Les entreprises humanistes

Docteur en psychologie, Jacques Lecomte est l’un des principaux experts français en psychologie positive. Auteur de plusieurs ouvrages, il a enseigné à l’université Paris Ouest Nanterre la défense ainsi qu’en sciences sociales. À travers ce livre de 460 pages paru en 2016 aux éditions Les Arènes, il présente une vision surprenante et bien documentée d’entreprises qui mettent l’homme et le bien commun au centre de leur système de valeur et de leur fonctionnement. Fondant son argumentation sur un ensemble d’exemples concret et précis l’auteur démontre qu’une structure capitalistique, a priori dénuée de philanthropie, peut  générer de la motivation personnelle et intrinsèque pour autant que le la direction sache appliquer un certains nombre de principes relationnels et organisationnels.

  • Motivation intrinsèque et extrinsèques en entreprise

Les composantes clés des deux types de motivations intra et extrinsèques au travail sont puissamment analysées ainsi que la situation de flux qui correspond à une mise en situation idéale (capacités personnelles & défi à relevé en phase). La perception de son job et également identifier comme facteur de motivation potentiel (percevoir son travail comme une vocation, vouloir faire carrière, ou seulement avoir un revenu).

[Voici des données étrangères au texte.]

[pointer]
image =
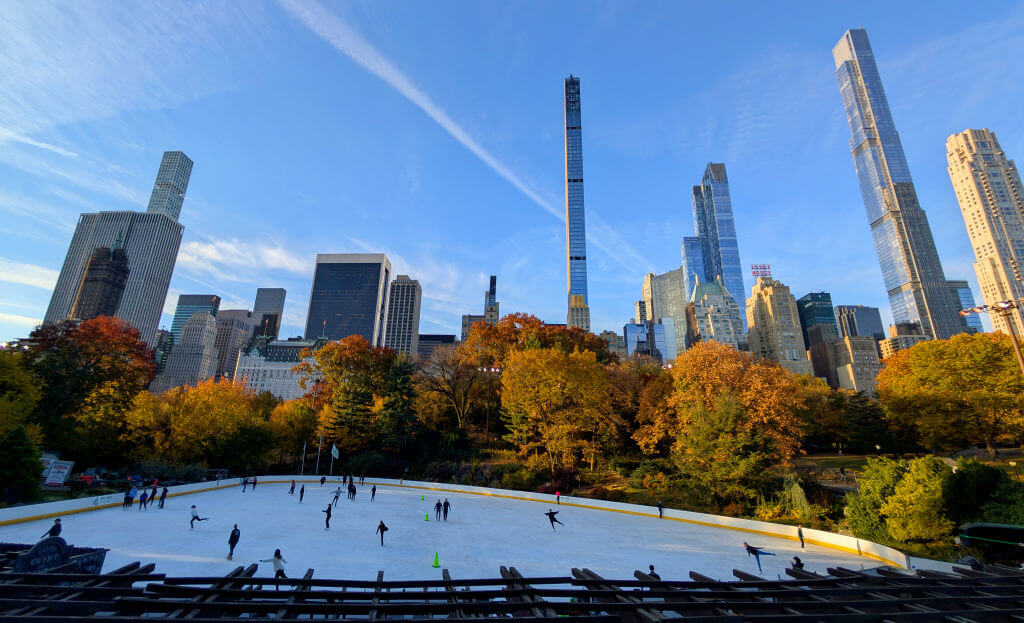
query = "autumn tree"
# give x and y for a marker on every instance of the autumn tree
(557, 404)
(966, 388)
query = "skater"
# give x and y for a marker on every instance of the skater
(757, 552)
(196, 517)
(54, 530)
(279, 566)
(551, 516)
(232, 540)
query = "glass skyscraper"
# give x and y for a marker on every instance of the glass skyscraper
(576, 229)
(910, 267)
(716, 232)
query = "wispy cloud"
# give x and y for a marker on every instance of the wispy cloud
(27, 275)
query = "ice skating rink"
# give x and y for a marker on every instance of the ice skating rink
(481, 534)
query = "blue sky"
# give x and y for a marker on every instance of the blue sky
(432, 131)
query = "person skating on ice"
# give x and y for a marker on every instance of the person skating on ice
(551, 517)
(232, 540)
(54, 530)
(279, 566)
(757, 552)
(196, 517)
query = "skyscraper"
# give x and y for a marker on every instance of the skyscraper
(774, 326)
(349, 296)
(151, 242)
(576, 230)
(716, 232)
(817, 319)
(268, 309)
(403, 317)
(910, 267)
(102, 284)
(991, 198)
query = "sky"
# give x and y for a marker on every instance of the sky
(433, 132)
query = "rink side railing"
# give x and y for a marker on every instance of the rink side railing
(869, 549)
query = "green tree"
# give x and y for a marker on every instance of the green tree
(915, 510)
(863, 508)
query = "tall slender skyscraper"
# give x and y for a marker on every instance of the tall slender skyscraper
(910, 267)
(576, 229)
(716, 231)
(991, 198)
(151, 242)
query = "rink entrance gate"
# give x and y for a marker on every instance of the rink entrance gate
(844, 595)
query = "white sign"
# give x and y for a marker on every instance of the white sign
(58, 473)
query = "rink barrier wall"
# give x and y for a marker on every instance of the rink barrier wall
(869, 549)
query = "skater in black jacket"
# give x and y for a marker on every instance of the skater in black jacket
(232, 540)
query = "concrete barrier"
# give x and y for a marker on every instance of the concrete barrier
(869, 549)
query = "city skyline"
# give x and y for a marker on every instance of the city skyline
(84, 164)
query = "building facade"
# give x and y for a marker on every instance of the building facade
(991, 199)
(267, 366)
(403, 317)
(102, 284)
(233, 331)
(716, 315)
(910, 267)
(773, 321)
(349, 296)
(716, 231)
(194, 356)
(576, 226)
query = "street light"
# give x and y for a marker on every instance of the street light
(1004, 308)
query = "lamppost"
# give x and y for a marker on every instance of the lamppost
(1004, 308)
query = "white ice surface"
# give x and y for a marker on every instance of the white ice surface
(482, 533)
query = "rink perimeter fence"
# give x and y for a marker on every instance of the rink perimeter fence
(869, 549)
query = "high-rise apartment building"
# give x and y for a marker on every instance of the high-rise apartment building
(666, 296)
(817, 319)
(233, 330)
(151, 242)
(102, 284)
(194, 357)
(349, 296)
(859, 321)
(403, 317)
(773, 321)
(716, 314)
(576, 227)
(991, 198)
(716, 238)
(268, 310)
(910, 267)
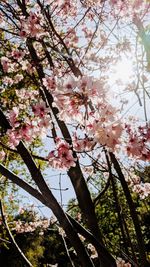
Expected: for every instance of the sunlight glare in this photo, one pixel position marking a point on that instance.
(122, 71)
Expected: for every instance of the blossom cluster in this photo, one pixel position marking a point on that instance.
(25, 227)
(62, 157)
(34, 125)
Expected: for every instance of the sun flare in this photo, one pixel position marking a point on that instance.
(122, 71)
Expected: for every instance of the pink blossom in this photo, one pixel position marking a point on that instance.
(5, 63)
(49, 83)
(62, 158)
(40, 109)
(2, 155)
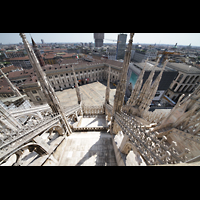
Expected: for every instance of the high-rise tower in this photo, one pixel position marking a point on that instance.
(121, 46)
(98, 37)
(37, 53)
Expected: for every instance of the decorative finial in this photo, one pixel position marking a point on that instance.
(23, 36)
(131, 36)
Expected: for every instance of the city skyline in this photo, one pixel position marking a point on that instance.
(141, 38)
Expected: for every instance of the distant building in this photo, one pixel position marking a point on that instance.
(166, 80)
(21, 62)
(121, 46)
(98, 37)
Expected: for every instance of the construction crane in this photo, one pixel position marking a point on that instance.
(113, 40)
(164, 56)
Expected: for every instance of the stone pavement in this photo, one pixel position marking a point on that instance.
(93, 121)
(92, 94)
(86, 149)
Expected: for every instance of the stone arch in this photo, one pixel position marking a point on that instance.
(57, 128)
(29, 114)
(175, 85)
(31, 146)
(127, 147)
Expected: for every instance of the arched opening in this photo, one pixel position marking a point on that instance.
(175, 85)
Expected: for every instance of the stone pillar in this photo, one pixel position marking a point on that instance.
(108, 88)
(77, 88)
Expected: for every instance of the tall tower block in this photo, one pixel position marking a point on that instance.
(98, 37)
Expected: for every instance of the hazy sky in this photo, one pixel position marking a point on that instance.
(152, 38)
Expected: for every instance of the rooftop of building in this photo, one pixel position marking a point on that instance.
(20, 58)
(169, 67)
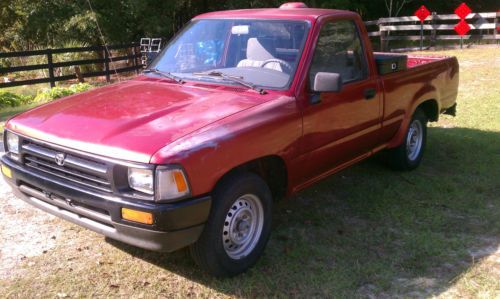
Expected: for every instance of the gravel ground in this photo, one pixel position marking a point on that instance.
(20, 238)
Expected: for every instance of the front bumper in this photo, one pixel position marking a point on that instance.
(175, 226)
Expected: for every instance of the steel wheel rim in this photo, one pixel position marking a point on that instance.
(414, 140)
(243, 226)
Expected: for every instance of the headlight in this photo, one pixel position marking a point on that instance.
(141, 180)
(171, 183)
(12, 143)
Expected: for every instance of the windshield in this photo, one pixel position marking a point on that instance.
(263, 53)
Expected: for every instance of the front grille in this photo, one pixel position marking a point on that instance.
(78, 170)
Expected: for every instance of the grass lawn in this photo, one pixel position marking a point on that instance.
(365, 232)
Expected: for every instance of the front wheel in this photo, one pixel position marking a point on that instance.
(238, 227)
(409, 154)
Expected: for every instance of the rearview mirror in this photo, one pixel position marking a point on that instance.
(327, 82)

Mais selon l’auteur la motivation au travail est avant tout personnelle, elle vient de chaque individu. C’est ce que tous les responsables devraient avoir en tête pour en conséquence générer des situations qui permettent aux collaborateurs de constater l’impact positif de leur travail sur ceux qui en bénéficient, ainsi que sur différents biens communs (santé,  environnement, eau…).

Sont ensuite aborder les aspects financiers et notamment l’effet des primes à la performance.

 

  • Confiance et coopération

Le bien-être au travail et l’épanouissement passe également par le développement personnel au travail point. Si un manager veut innover il doit avoir confiance en les idées de ses salariés. La clé de l’innovation réside donc dans l’importance accordée aux idées des salariés, dans ce cas l’innovation et gagnante et les salariés se sentent bien. Jacques L. Précise par la suite en quoi une vision uniforme, une pensée unique dans l’entreprise peut-être catastrophique.

Elle propose également d’améliorer la communication en instaurant un système critique de bienveillance par des décisions collectives.

La confiance diminue donc le turn-over, augmente la créativité et le bien-être.

De même la médiation est préférable à la conciliation ou au procès en termes de gestion de conflit, de gestion de la communication, de qualité d’écoute et d’empathie.

 

  • L’entreprise au service de la société

Une entreprise vertueuse doit savoir soutenir des initiatives exemplaires.

L’auteur explique le concept de pyramide de Braithwaite. Il s’agit de valoriser les initiatives en interne dans les entreprises par une sorte d’autorégulation imposée des entreprises considérant que l’autorégulation n’est pas nécessairement une option plus douce que la contrainte publique.

Le concept s’articule autour de deux pyramides d’idées : l’une de soutien des forces et l’autre de sanctions qui permettent dans un premier temps d’apporter le soutien aux initiatives et aux actions exemplaires par l’utilisation de la pyramide de soutien. Et seulement dans un deuxième temps si la première pyramide de soutien ne fonctionne, l’inspecteur utilise la pyramide de sanctions.

 

  • L’entreprise et la pauvreté dans le monde

La vraie compassion est plus que de jeter une pièce de monnaie à un mendiant. (…) Elle conduit à voir qu’un système qui produit des mendiants doit être restructurer. Martin Luther King.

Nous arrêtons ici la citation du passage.